Kekuasaan asal dan asli berada pada negara bagian. Namun, kekuasaan sebagian ada yang diberikan ke negara serikat, dan ada yang tetap menjadi kekuasaan negara bagian. Urusan yang diserahkan pada negara federal dengan pemerintahan federalnya tersebut pada umumnya urusan yang berkenaan dengan kepentingan bersama negara bagian. Misalnya, urusan pertahanan, hubungan luar negeri, dan urusan keuangan. Urusan yang tetap dimiliki negara bagian umumnya urusan yang berkenaan langsung dengan masyarakat di wilayah itu. Misalnya, kesehatan, pendidikan, dan perumahan. 
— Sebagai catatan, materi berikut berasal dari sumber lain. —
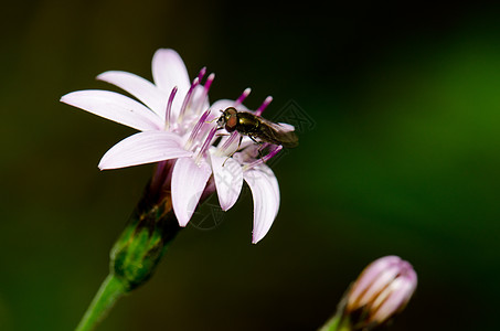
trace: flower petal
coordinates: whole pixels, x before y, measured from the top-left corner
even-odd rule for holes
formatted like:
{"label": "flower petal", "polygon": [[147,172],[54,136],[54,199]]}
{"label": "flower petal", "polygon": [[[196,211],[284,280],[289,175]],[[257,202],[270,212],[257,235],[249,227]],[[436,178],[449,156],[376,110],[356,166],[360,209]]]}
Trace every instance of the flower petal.
{"label": "flower petal", "polygon": [[225,212],[236,203],[242,192],[243,170],[236,160],[226,156],[211,154],[211,161],[219,203]]}
{"label": "flower petal", "polygon": [[279,210],[279,186],[275,174],[265,164],[243,173],[254,200],[254,232],[252,243],[257,244],[269,231]]}
{"label": "flower petal", "polygon": [[191,220],[206,182],[212,174],[204,160],[196,164],[192,158],[179,159],[172,171],[172,205],[180,226]]}
{"label": "flower petal", "polygon": [[168,94],[162,93],[151,82],[127,72],[105,72],[97,76],[97,79],[107,82],[128,92],[158,116],[164,118]]}
{"label": "flower petal", "polygon": [[179,138],[166,131],[146,131],[125,138],[111,147],[100,159],[99,169],[117,169],[169,159],[188,158]]}
{"label": "flower petal", "polygon": [[141,131],[163,127],[163,120],[150,109],[115,92],[77,90],[64,95],[61,102]]}
{"label": "flower petal", "polygon": [[170,93],[174,86],[185,95],[189,87],[188,70],[181,56],[173,50],[160,49],[152,57],[152,77],[163,92]]}

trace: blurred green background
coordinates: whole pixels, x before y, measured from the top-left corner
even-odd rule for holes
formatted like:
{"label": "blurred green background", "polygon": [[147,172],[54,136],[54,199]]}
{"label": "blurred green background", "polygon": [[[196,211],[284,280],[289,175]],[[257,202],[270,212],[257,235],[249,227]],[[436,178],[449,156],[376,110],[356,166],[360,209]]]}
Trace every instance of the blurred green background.
{"label": "blurred green background", "polygon": [[[474,3],[474,4],[472,4]],[[290,100],[311,127],[274,164],[280,212],[251,244],[247,194],[188,226],[155,277],[98,330],[316,330],[371,260],[419,276],[391,330],[498,327],[500,8],[480,2],[24,1],[0,20],[0,330],[72,330],[150,166],[99,172],[134,130],[60,104],[151,78],[159,47],[211,99]]]}

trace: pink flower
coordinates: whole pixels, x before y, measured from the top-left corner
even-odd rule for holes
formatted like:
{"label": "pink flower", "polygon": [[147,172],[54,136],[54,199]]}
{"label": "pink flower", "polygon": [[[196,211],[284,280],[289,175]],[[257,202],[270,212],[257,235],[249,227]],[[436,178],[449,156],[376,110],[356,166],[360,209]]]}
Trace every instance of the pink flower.
{"label": "pink flower", "polygon": [[[91,89],[66,94],[61,102],[140,131],[111,147],[98,167],[107,170],[159,162],[153,181],[162,178],[162,185],[170,189],[180,226],[188,224],[202,195],[210,194],[214,188],[221,207],[231,209],[246,181],[254,200],[252,242],[255,244],[267,234],[278,213],[278,182],[265,161],[281,147],[273,146],[267,156],[258,158],[256,145],[244,137],[241,149],[233,154],[238,134],[217,139],[215,119],[220,110],[230,106],[251,111],[242,105],[249,89],[237,100],[222,99],[210,106],[208,94],[214,74],[202,85],[205,72],[202,68],[190,83],[179,54],[173,50],[158,50],[152,58],[155,84],[126,72],[97,76],[137,100],[114,92]],[[267,98],[255,114],[260,115],[269,102]],[[160,175],[163,169],[171,172]]]}

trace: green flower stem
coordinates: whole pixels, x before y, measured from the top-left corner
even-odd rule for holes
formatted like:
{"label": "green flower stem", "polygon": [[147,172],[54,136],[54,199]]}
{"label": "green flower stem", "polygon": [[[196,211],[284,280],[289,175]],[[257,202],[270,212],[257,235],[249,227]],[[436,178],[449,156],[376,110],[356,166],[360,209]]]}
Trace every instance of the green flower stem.
{"label": "green flower stem", "polygon": [[170,192],[159,194],[150,188],[113,246],[109,276],[75,331],[94,330],[120,297],[147,282],[179,233]]}
{"label": "green flower stem", "polygon": [[318,331],[351,331],[351,323],[349,319],[342,318],[340,313],[337,313]]}
{"label": "green flower stem", "polygon": [[97,323],[108,314],[115,302],[125,293],[126,288],[121,280],[113,274],[106,277],[75,331],[94,330]]}

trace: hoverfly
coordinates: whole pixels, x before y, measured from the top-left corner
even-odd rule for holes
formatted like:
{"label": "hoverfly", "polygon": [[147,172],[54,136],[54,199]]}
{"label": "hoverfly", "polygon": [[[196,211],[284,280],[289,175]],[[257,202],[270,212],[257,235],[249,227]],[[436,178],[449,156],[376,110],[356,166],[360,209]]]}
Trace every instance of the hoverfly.
{"label": "hoverfly", "polygon": [[[220,129],[224,128],[227,132],[237,131],[242,135],[240,145],[242,143],[243,136],[247,136],[258,145],[269,142],[292,148],[299,143],[294,130],[252,113],[238,111],[234,107],[228,107],[222,111],[217,120],[217,126]],[[240,145],[237,149],[240,149]]]}

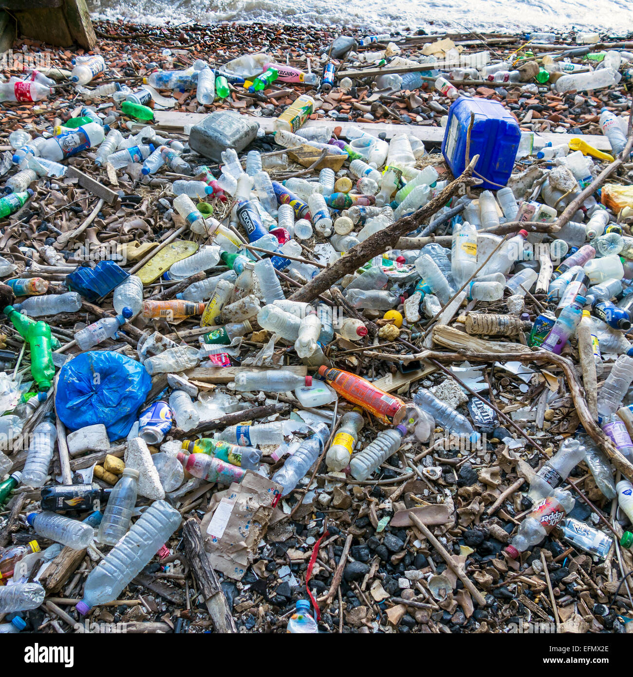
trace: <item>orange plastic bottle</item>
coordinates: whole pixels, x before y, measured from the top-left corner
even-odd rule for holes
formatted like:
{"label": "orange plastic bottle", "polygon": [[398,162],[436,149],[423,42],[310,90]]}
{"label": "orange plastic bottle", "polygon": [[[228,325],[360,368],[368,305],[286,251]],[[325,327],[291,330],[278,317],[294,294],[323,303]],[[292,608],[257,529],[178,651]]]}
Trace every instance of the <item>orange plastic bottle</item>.
{"label": "orange plastic bottle", "polygon": [[325,365],[319,367],[319,374],[345,399],[362,407],[383,423],[397,425],[404,418],[406,412],[404,402],[376,388],[368,380]]}

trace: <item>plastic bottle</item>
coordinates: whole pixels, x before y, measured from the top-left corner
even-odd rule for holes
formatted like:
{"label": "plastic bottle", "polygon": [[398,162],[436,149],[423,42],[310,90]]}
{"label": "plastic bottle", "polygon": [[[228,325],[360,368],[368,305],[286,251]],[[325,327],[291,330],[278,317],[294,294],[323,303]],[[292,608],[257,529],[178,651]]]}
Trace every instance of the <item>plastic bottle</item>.
{"label": "plastic bottle", "polygon": [[286,632],[292,634],[315,634],[319,632],[316,621],[310,613],[310,603],[307,599],[299,599],[294,613],[288,621]]}
{"label": "plastic bottle", "polygon": [[155,501],[90,572],[77,611],[85,615],[92,607],[116,599],[181,521],[177,510],[165,501]]}
{"label": "plastic bottle", "polygon": [[365,420],[360,410],[344,414],[332,444],[326,455],[326,464],[330,472],[338,472],[349,464],[352,452],[358,441]]}
{"label": "plastic bottle", "polygon": [[31,512],[26,521],[43,538],[49,538],[74,550],[87,548],[94,538],[94,529],[89,525],[56,512]]}
{"label": "plastic bottle", "polygon": [[620,406],[633,381],[633,357],[621,355],[598,391],[598,414],[607,416]]}
{"label": "plastic bottle", "polygon": [[285,393],[302,385],[311,385],[311,376],[300,376],[283,369],[265,372],[240,372],[235,377],[235,389],[252,393],[263,390],[268,393]]}
{"label": "plastic bottle", "polygon": [[573,509],[575,501],[569,492],[556,489],[536,505],[521,522],[517,535],[506,548],[516,559],[521,552],[538,545]]}
{"label": "plastic bottle", "polygon": [[45,596],[46,591],[39,583],[0,586],[0,613],[37,609]]}
{"label": "plastic bottle", "polygon": [[185,371],[200,362],[200,351],[192,346],[168,348],[160,355],[152,355],[143,363],[150,376]]}
{"label": "plastic bottle", "polygon": [[420,388],[414,395],[413,401],[422,411],[432,416],[448,433],[468,437],[471,442],[479,440],[480,435],[475,431],[468,418],[438,399],[429,391]]}
{"label": "plastic bottle", "polygon": [[323,423],[315,424],[312,429],[313,434],[303,440],[294,453],[286,460],[283,466],[272,477],[274,482],[284,487],[282,492],[283,496],[290,494],[305,476],[319,458],[330,436],[328,427]]}
{"label": "plastic bottle", "polygon": [[104,318],[77,332],[73,338],[81,350],[90,350],[95,345],[112,338],[119,328],[134,314],[131,308],[126,306],[116,318]]}
{"label": "plastic bottle", "polygon": [[57,429],[53,414],[47,414],[33,431],[22,481],[31,487],[43,486],[48,475],[48,466],[53,458]]}
{"label": "plastic bottle", "polygon": [[[304,384],[302,383],[301,385]],[[259,423],[257,425],[232,425],[213,435],[215,439],[231,444],[253,447],[262,444],[281,444],[284,441],[284,422]]]}
{"label": "plastic bottle", "polygon": [[582,460],[586,452],[580,440],[571,437],[564,440],[559,451],[532,478],[527,498],[536,502],[550,496],[552,489],[561,484],[571,469]]}
{"label": "plastic bottle", "polygon": [[99,525],[97,540],[100,543],[116,545],[129,529],[132,511],[136,505],[138,478],[138,471],[126,468],[114,485]]}
{"label": "plastic bottle", "polygon": [[319,367],[319,375],[348,401],[372,414],[386,425],[397,425],[404,418],[406,413],[404,402],[366,379],[325,365]]}
{"label": "plastic bottle", "polygon": [[185,433],[195,428],[200,422],[200,414],[191,396],[183,390],[175,390],[169,395],[169,408],[173,412],[176,424]]}
{"label": "plastic bottle", "polygon": [[70,74],[70,79],[79,85],[87,85],[97,73],[106,70],[106,62],[100,54],[77,56],[72,63],[75,66]]}
{"label": "plastic bottle", "polygon": [[114,288],[112,305],[117,313],[123,309],[132,311],[131,317],[136,317],[143,308],[143,282],[137,275],[130,275]]}

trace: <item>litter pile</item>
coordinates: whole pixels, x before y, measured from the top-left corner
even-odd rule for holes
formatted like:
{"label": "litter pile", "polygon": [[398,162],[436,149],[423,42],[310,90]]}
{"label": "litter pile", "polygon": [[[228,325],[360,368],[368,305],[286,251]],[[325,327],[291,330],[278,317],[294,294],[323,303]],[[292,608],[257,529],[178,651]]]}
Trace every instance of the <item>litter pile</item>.
{"label": "litter pile", "polygon": [[633,43],[97,33],[2,85],[0,632],[626,632]]}

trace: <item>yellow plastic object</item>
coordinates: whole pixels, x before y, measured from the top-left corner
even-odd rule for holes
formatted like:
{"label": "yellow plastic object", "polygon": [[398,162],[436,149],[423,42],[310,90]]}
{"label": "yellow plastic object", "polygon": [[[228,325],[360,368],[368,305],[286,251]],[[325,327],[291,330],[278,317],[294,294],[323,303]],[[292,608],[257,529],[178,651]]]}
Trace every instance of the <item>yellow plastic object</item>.
{"label": "yellow plastic object", "polygon": [[393,324],[399,329],[402,326],[402,315],[397,310],[388,310],[385,313],[385,320],[393,320]]}
{"label": "yellow plastic object", "polygon": [[598,160],[608,160],[610,162],[612,162],[615,159],[613,155],[609,155],[609,153],[603,153],[601,150],[594,148],[592,146],[590,146],[586,141],[583,141],[582,139],[579,139],[577,137],[569,139],[569,150],[580,150],[583,155],[590,155],[592,157],[597,158]]}
{"label": "yellow plastic object", "polygon": [[150,284],[169,270],[177,261],[181,261],[198,251],[198,245],[188,240],[172,242],[150,259],[135,274],[144,284]]}

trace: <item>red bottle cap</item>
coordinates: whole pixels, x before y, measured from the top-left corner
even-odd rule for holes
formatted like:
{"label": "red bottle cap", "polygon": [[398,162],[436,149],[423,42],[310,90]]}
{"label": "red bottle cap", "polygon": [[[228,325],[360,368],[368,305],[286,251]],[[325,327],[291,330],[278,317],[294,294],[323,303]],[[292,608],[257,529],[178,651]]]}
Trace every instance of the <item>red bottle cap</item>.
{"label": "red bottle cap", "polygon": [[513,546],[508,546],[504,552],[508,557],[512,557],[512,559],[516,559],[521,554],[519,550]]}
Karena pada dasarnya kedaulatan dimiliki negara bagian maka negara bagian memiliki alat-alat kelengkapan sebagaimana layaknya negara, seperti memiliki kepala negara, UUD, par-lemen, dewan menteri, dan sistem hukum. 

Hubungan antara negara bagian dengan negara serikat adalah independen, artinya merdeka, tidak di bawah kekuasaan. Sifat hubungan adalah koordinatif antara keduanya. Dalam negara bagian juga terdapat pemerintahan lokal yang membawahi wilayah tertentu di negara bagian tersebut. 

Contoh negara serikat atau federal adalah Amerika Serikat, India, Malaysia, dan Australia. Dapatkah kalian memberi contoh bentuk negara federal yang lain? Negara serikat atau federasi perlu dibedakan menjadi negara serikat negara atau konfederasi. Serikat negara adalah perserikatan beberapa negara yang merdeka dan berdaulat baik ke dalam dan ke luar. Mereka bergabung dengan maksud-maksud tertentu yang umumnya pada hubungan luar negeri, perdagangan bersama dan pertahanan bersama. 

Serikat negara pada dasarnya bukanlah negara dalam pe-ngertian hukum internasional. Negara-negara itu secara individu tetap mempertahankan kedudukan internasional mereka. Tiap negara menjadi subjek hukum internasional bukan pada perserikatannya.